POPCOM Undersecretary Juan Antonio Perez released a statement on Monday that encouraged the distribution of family planning items that could help prevent unplanned and teenage pregnancies.
“POPCOM is very much supportive of community pantries as a form of collective action in alleviating the need for sustenance of our less privileged. We believe that they will welcome the addition of condoms and pills among the goods they will source—with the help of their local healthcare personnel,” he said.

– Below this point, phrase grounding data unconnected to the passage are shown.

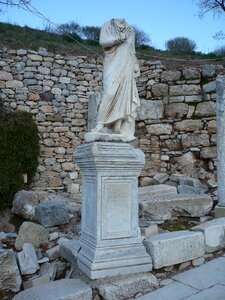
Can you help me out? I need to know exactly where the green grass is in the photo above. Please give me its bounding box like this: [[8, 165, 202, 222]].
[[0, 22, 103, 56]]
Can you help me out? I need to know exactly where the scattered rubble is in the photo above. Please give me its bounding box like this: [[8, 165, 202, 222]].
[[0, 173, 221, 299]]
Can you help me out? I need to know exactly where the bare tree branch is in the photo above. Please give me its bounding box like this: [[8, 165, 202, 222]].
[[0, 0, 31, 12], [213, 30, 225, 39], [196, 0, 225, 18], [196, 1, 225, 39]]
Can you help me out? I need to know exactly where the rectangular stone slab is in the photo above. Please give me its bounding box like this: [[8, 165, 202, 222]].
[[144, 230, 204, 269], [139, 194, 213, 221]]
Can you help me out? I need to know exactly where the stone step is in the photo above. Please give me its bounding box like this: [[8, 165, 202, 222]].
[[138, 184, 177, 200], [12, 279, 92, 300], [144, 230, 204, 269], [139, 194, 213, 221]]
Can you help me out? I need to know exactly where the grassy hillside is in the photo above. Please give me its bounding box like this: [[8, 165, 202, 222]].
[[0, 22, 103, 56], [0, 22, 224, 67]]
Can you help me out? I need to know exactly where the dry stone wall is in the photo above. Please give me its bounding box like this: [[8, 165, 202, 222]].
[[0, 47, 224, 192]]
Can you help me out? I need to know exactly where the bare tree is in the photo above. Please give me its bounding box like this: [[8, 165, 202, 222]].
[[196, 0, 225, 18], [165, 37, 197, 52], [133, 26, 151, 46], [57, 21, 82, 36], [196, 0, 225, 39], [0, 0, 31, 12]]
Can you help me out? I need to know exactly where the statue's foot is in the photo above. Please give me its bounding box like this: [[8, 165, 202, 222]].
[[114, 119, 122, 134], [91, 123, 103, 132]]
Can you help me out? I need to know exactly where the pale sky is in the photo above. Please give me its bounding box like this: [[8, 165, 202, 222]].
[[1, 0, 225, 53]]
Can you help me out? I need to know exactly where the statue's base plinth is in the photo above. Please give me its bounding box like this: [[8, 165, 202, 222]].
[[85, 132, 135, 143], [74, 142, 152, 279]]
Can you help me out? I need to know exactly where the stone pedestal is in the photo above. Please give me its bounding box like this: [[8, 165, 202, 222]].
[[215, 76, 225, 218], [74, 142, 152, 279]]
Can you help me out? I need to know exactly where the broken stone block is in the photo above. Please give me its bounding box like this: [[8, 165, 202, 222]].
[[177, 185, 205, 194], [35, 200, 70, 228], [177, 185, 198, 194], [144, 231, 204, 269], [153, 173, 170, 184], [139, 177, 157, 187], [59, 239, 81, 265], [17, 243, 39, 275], [45, 245, 60, 261], [15, 221, 49, 250], [207, 180, 217, 188], [139, 184, 177, 201], [12, 279, 92, 300], [141, 224, 158, 238], [139, 194, 213, 221], [12, 190, 39, 221], [170, 173, 186, 182], [39, 262, 56, 281], [0, 249, 22, 292], [191, 217, 225, 252], [97, 273, 159, 300], [23, 273, 50, 290], [179, 177, 203, 188]]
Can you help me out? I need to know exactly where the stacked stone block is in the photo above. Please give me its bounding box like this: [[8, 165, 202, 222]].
[[0, 47, 223, 191]]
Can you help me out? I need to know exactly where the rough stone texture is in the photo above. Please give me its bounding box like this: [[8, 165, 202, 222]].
[[178, 185, 201, 194], [153, 173, 169, 183], [59, 239, 81, 265], [174, 120, 203, 132], [146, 124, 172, 135], [195, 101, 215, 117], [139, 194, 213, 221], [0, 71, 13, 81], [165, 103, 189, 118], [45, 245, 60, 261], [12, 190, 39, 221], [23, 274, 50, 290], [141, 224, 158, 238], [17, 243, 39, 275], [144, 231, 205, 269], [1, 49, 223, 189], [35, 200, 70, 228], [15, 221, 49, 250], [0, 249, 22, 292], [12, 279, 92, 300], [97, 273, 159, 300], [138, 184, 177, 200], [191, 217, 225, 252], [137, 99, 163, 120]]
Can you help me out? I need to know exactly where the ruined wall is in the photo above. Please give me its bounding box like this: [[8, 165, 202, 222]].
[[0, 47, 223, 192]]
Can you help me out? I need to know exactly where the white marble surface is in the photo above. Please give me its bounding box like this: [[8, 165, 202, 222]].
[[216, 75, 225, 206], [74, 142, 152, 279], [191, 217, 225, 252], [91, 19, 140, 141], [144, 231, 204, 269]]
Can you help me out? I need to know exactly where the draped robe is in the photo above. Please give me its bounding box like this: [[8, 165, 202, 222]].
[[97, 19, 140, 131]]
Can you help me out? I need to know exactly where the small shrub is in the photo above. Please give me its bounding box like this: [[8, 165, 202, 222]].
[[0, 106, 40, 210], [165, 37, 197, 53]]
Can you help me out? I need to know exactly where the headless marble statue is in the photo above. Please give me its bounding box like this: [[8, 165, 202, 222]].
[[90, 18, 140, 142]]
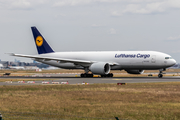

The advice is apt for this time, as the Philippines is currently experiencing a “lockdown baby boom.” According to projections from the University of the Philippines Population Institute and the United Nations Population Fund, the country can expect to see an extra 214,000 unplanned births in the upcoming year.
The number is staggering considering that Philippine hospitals are already flooded by 1.7 million births each year, most of which come from impoverished families.
To combat overpopulation, POPCOM has advocated for family planning methods such as birth control pills and condoms. Pills, which need prescriptions or enrollment in family planning programs, can be distributed with the help of BHWs (barangay health workers) and BPVs (barangay population volunteers).
Perez also stated that condoms could be freely given to sexually active individuals to “avoid HIV infections” and other “STIs” (sexually transmitted infections). They’re also effective against unplanned pregnancies.
Meanwhile, POPCOM has called for its regional units to work hand-in-hand with community pantries and local health officials.
“These cover the re-supply of the commodities to their existing family planning clients, the provision of onsite family planning information via distribution of related printed materials and installation of tarpaulins featuring family planning methods, and the extension of possible assistance that LGUs may request — subject to resources available,” the agency said in a statement.